Let's do A2 first. Just place a Lzay marker on top of the stack. However, in order to ensure the decentralization of the mark, every time in GetFather, all the points from the point to the top of the heap must be placed under the mark (for details, see the gf() function in the code).
Let's delete A1 first and then add it. Find the top of the pile of this point (drop the marker in the process), merge the left and right sons of it (the modified point), and then connect its left and right sons to its father. Modify that point again, merging it with the top of the heap.
Don't say F1 and F2, just pay attention to the decentralization mark.

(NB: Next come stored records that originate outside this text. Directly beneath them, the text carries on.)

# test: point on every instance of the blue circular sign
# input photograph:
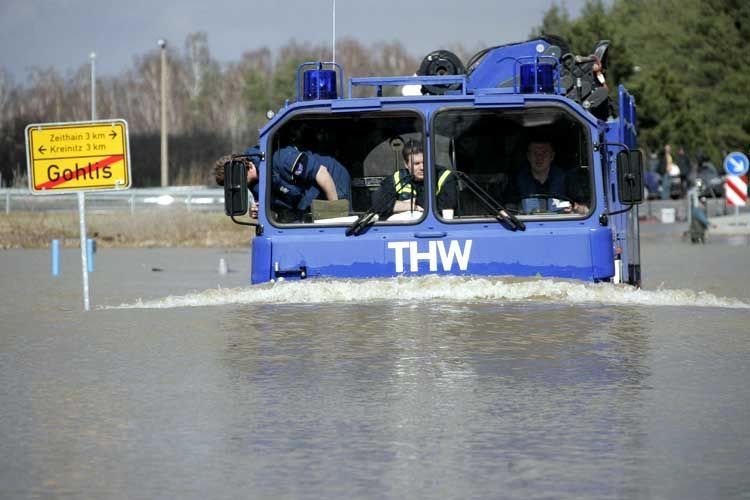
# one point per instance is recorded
(736, 163)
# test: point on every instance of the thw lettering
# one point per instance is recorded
(435, 251)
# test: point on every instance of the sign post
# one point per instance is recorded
(736, 165)
(76, 157)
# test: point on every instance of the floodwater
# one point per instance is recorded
(185, 383)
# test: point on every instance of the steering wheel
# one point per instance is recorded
(546, 197)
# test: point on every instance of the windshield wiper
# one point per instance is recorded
(498, 211)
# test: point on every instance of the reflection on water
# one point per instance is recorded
(458, 394)
(419, 388)
(442, 288)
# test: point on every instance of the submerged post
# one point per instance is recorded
(84, 260)
(55, 257)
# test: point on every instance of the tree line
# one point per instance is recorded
(685, 61)
(213, 109)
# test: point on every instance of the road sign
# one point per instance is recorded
(735, 190)
(78, 156)
(736, 163)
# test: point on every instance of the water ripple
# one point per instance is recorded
(434, 288)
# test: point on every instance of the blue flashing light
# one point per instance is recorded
(545, 79)
(319, 84)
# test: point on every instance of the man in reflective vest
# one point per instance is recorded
(404, 191)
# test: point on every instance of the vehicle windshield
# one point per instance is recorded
(358, 152)
(533, 161)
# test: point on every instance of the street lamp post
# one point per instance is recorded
(92, 56)
(164, 145)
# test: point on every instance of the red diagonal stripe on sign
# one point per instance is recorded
(737, 189)
(96, 166)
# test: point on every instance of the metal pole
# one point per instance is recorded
(84, 260)
(92, 56)
(164, 146)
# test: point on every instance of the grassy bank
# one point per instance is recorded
(166, 228)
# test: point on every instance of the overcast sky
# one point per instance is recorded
(62, 33)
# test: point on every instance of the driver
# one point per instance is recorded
(541, 176)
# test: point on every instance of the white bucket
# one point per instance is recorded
(667, 215)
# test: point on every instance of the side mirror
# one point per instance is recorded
(235, 188)
(630, 176)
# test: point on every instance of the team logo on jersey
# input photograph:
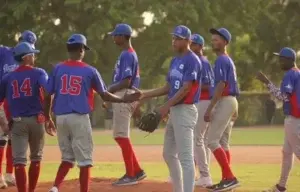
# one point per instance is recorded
(9, 68)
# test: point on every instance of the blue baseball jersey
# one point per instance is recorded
(182, 69)
(290, 85)
(7, 61)
(23, 90)
(224, 70)
(207, 78)
(73, 84)
(127, 66)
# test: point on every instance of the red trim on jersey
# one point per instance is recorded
(23, 68)
(73, 63)
(189, 99)
(130, 50)
(204, 95)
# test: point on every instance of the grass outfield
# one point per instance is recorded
(240, 136)
(253, 177)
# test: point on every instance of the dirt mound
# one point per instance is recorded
(104, 185)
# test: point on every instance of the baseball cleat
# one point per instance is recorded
(276, 188)
(3, 184)
(53, 189)
(141, 175)
(204, 182)
(227, 185)
(125, 180)
(10, 179)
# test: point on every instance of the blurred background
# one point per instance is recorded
(258, 27)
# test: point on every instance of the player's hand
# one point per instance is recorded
(207, 116)
(262, 77)
(50, 127)
(135, 96)
(163, 110)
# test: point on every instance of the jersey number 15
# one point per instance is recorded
(70, 84)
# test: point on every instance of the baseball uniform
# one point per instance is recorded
(126, 68)
(23, 91)
(178, 147)
(289, 93)
(202, 153)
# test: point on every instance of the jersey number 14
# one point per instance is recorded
(70, 84)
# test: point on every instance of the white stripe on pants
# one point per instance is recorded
(178, 149)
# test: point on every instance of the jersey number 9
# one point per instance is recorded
(70, 84)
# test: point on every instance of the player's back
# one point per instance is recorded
(72, 86)
(23, 90)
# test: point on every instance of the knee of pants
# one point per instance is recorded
(213, 145)
(3, 143)
(19, 161)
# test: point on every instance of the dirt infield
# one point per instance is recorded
(240, 154)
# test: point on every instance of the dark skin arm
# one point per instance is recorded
(124, 84)
(217, 96)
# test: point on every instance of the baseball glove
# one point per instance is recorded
(149, 121)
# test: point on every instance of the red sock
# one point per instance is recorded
(33, 175)
(63, 170)
(220, 156)
(21, 178)
(84, 178)
(9, 160)
(228, 156)
(1, 158)
(127, 153)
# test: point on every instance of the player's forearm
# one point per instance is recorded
(107, 96)
(277, 93)
(156, 92)
(181, 93)
(124, 84)
(217, 95)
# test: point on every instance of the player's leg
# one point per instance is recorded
(19, 141)
(65, 145)
(36, 145)
(225, 139)
(171, 157)
(221, 117)
(82, 145)
(184, 118)
(121, 131)
(200, 149)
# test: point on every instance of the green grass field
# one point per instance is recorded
(254, 177)
(246, 136)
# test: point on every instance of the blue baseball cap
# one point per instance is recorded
(28, 36)
(287, 53)
(24, 48)
(79, 39)
(182, 31)
(121, 29)
(222, 32)
(198, 39)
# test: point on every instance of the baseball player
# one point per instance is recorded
(8, 64)
(224, 104)
(72, 82)
(182, 87)
(126, 76)
(202, 153)
(289, 93)
(22, 89)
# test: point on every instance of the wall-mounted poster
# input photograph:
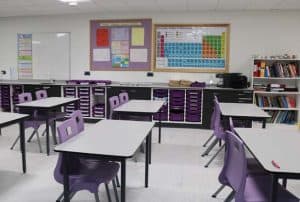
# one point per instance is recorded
(25, 56)
(120, 45)
(191, 48)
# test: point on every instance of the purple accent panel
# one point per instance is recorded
(137, 66)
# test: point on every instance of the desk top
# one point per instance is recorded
(8, 117)
(273, 144)
(141, 106)
(109, 138)
(242, 110)
(49, 102)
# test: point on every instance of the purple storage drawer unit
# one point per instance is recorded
(84, 103)
(16, 90)
(98, 109)
(176, 105)
(193, 107)
(69, 91)
(5, 98)
(161, 94)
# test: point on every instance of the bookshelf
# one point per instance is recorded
(276, 84)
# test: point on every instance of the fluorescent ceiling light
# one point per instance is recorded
(74, 2)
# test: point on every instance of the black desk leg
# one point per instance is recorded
(159, 126)
(264, 123)
(147, 160)
(274, 188)
(47, 133)
(123, 180)
(284, 183)
(66, 177)
(22, 145)
(150, 147)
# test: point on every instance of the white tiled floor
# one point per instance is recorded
(176, 173)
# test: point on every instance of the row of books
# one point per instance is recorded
(288, 117)
(276, 70)
(276, 101)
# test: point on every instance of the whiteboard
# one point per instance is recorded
(51, 56)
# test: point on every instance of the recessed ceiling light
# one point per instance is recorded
(73, 2)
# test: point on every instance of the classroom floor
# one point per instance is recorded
(177, 173)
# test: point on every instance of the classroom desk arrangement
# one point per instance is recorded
(115, 140)
(277, 151)
(47, 105)
(6, 119)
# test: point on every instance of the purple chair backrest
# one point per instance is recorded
(24, 97)
(41, 94)
(113, 103)
(123, 97)
(66, 130)
(231, 126)
(217, 126)
(77, 115)
(235, 165)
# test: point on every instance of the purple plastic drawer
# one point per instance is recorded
(176, 117)
(193, 118)
(164, 116)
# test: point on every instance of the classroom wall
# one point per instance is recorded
(252, 32)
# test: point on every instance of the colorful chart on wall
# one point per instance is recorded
(191, 48)
(120, 45)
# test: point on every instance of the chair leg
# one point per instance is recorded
(31, 136)
(229, 197)
(107, 192)
(15, 142)
(214, 156)
(211, 146)
(115, 190)
(208, 140)
(97, 199)
(218, 191)
(118, 182)
(38, 139)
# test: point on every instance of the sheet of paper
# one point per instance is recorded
(101, 54)
(139, 55)
(137, 36)
(102, 37)
(120, 34)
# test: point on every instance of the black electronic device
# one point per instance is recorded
(232, 80)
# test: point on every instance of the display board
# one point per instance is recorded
(25, 56)
(191, 48)
(44, 56)
(120, 45)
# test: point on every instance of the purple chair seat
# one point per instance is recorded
(257, 189)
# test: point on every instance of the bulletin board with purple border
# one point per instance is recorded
(120, 45)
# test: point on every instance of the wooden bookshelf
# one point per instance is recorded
(284, 73)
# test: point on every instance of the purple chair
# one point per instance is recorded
(83, 176)
(253, 167)
(114, 102)
(123, 97)
(34, 122)
(219, 133)
(212, 120)
(77, 116)
(247, 188)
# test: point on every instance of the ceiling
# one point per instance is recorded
(53, 7)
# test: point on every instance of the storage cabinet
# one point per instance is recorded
(138, 93)
(224, 95)
(69, 91)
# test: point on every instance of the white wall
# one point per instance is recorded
(255, 32)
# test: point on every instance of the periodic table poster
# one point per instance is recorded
(191, 48)
(121, 45)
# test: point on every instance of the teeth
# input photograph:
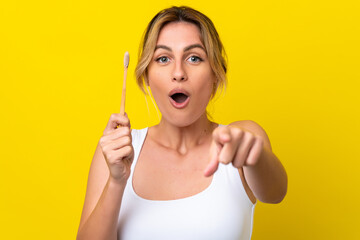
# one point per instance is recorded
(179, 97)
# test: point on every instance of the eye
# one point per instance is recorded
(162, 59)
(194, 59)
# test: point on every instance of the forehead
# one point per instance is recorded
(179, 33)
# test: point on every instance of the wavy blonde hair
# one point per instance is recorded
(208, 36)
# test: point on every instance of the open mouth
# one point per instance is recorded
(179, 97)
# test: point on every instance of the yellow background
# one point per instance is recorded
(293, 68)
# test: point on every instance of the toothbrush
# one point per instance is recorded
(126, 65)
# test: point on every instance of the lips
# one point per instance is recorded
(179, 98)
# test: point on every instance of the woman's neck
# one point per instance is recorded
(183, 139)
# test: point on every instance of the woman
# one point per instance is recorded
(174, 180)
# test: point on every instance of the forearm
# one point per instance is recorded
(102, 222)
(267, 179)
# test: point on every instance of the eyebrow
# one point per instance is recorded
(185, 49)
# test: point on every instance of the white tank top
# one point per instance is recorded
(222, 211)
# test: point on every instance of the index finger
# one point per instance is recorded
(116, 119)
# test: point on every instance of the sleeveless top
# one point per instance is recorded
(221, 211)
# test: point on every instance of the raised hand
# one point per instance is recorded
(116, 145)
(232, 144)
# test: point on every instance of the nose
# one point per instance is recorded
(179, 73)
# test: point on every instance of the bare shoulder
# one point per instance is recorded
(254, 128)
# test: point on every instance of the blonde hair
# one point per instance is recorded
(208, 36)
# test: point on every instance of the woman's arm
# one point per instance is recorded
(109, 171)
(246, 145)
(102, 202)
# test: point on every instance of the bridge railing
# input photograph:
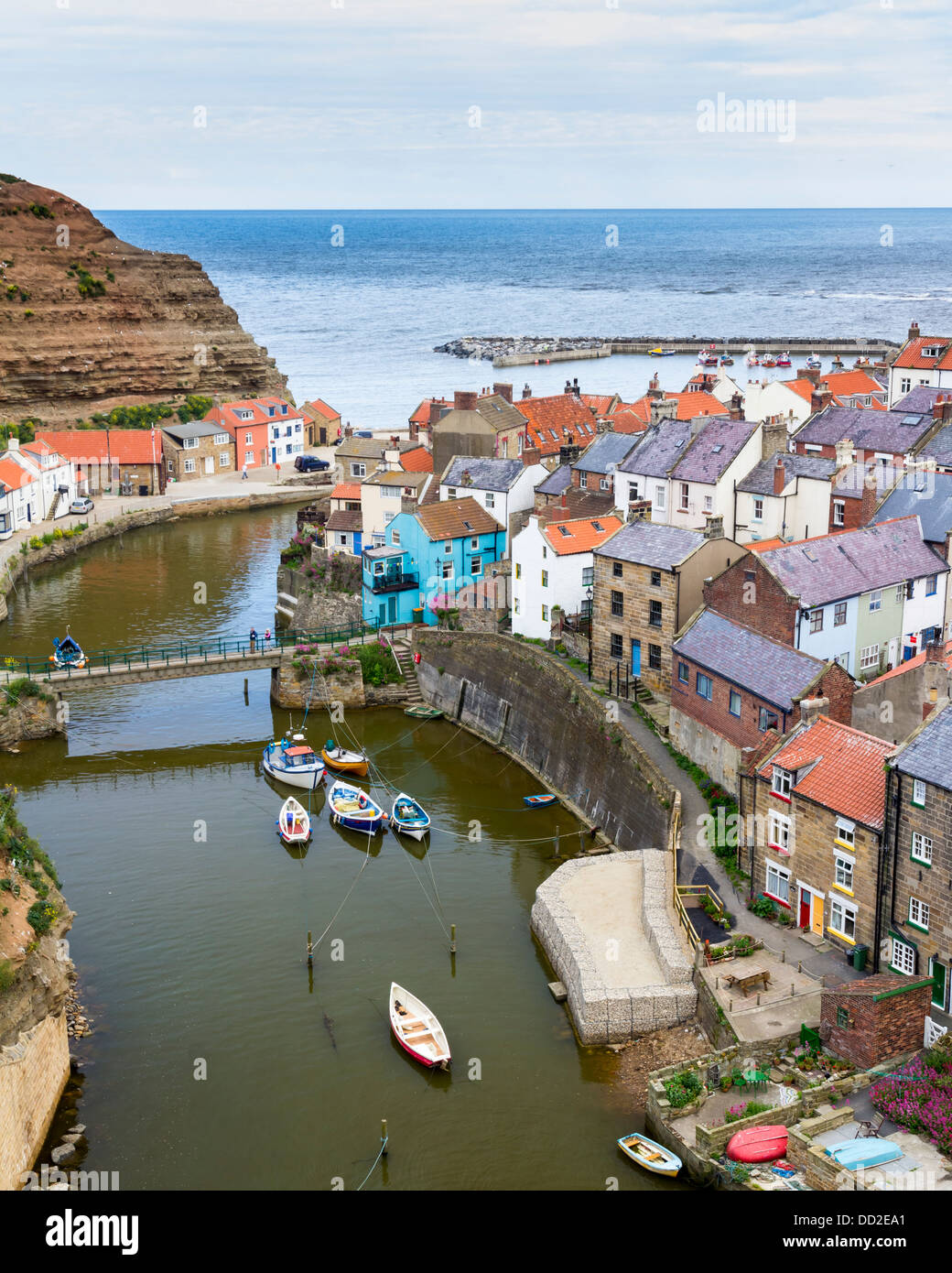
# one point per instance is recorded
(182, 652)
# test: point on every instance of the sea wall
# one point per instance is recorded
(530, 705)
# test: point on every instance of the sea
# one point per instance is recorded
(351, 303)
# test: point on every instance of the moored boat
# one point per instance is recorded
(416, 1028)
(409, 818)
(292, 761)
(294, 822)
(352, 807)
(344, 761)
(651, 1155)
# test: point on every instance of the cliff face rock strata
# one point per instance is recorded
(88, 322)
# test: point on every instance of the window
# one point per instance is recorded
(779, 832)
(778, 882)
(919, 914)
(843, 874)
(782, 783)
(903, 957)
(868, 657)
(843, 919)
(922, 848)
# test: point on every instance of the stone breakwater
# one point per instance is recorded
(643, 980)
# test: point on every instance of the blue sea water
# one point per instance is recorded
(355, 321)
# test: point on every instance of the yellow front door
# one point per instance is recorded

F3. . . This konjac can't use set and multset, so it uses a magical method called "garbage heap". Put the points before each modification into the Trash priority queue, and put the modified points into the Query priority queue. Faced with the query, as long as the largest element of both queues is the same, delete them (because it doesn't exist anymore). Is it mysterious?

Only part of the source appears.